A towering arch bridge over a bay in eastern Taiwan collapsed Tuesday, sending an oil tanker truck falling onto boats in the water below. An air force helicopter, fishing vessels and more than 60 military personnel, including divers were searching for possible victims.
Six people are believed trapped on one of the boats, the National Fire Agency said. Interior Minister Hsu Kuo-yung told reporters about five people were feared to have been on the bridge when it collapsed. Ten people were sent to hospitals, six of them with serious injuries.
The 140-meter-long (460-feet) bridge collapsed about 9:30 a.m. in Nanfangao, a tiny but often-crowded Pacific coast fishing village.
The weather at the time was sunny, hours after a typhoon swept across parts of the island. Disaster relief officials would not say if the storm had weakened the bridge or give other details on the potential cause. Government-run Central News Agency said a bridge pier may have collapsed.
Taiwan President Tsai Ing-wen said she hoped all government departments would do everything possible to save people and "keep the number of deaths and injuries as low as possible," CNA reported.
National Fire Agency spokesperson Su Hong-wei said the tanker's fall smashed three boats. Of the 10 people hospitalized, six are Filipinos and three are Indonesians, the agency said in a statement. People from both countries regularly staff Taiwanese-registered boats.
Typhoon Mitag had brought high winds and heavy rain to northern Taiwan on Monday night before moving northeast. Flights and ferry services had been canceled Monday.
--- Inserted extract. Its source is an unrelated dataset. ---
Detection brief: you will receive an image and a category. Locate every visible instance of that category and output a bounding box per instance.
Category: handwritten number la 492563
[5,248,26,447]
Nanfangao Bridge is a tourist attraction in Yilan. It was opened in 1998 and was built to replace a lower bridge that prevented large fishing vessels from passing underneath.
According to the company that designed the 18-meter-high (nearly 60 feet) high bridge, MAA Consultants, it's the only single-span arch bridge in Taiwan supported by cables and the second single arch-cable steel bridge in the world.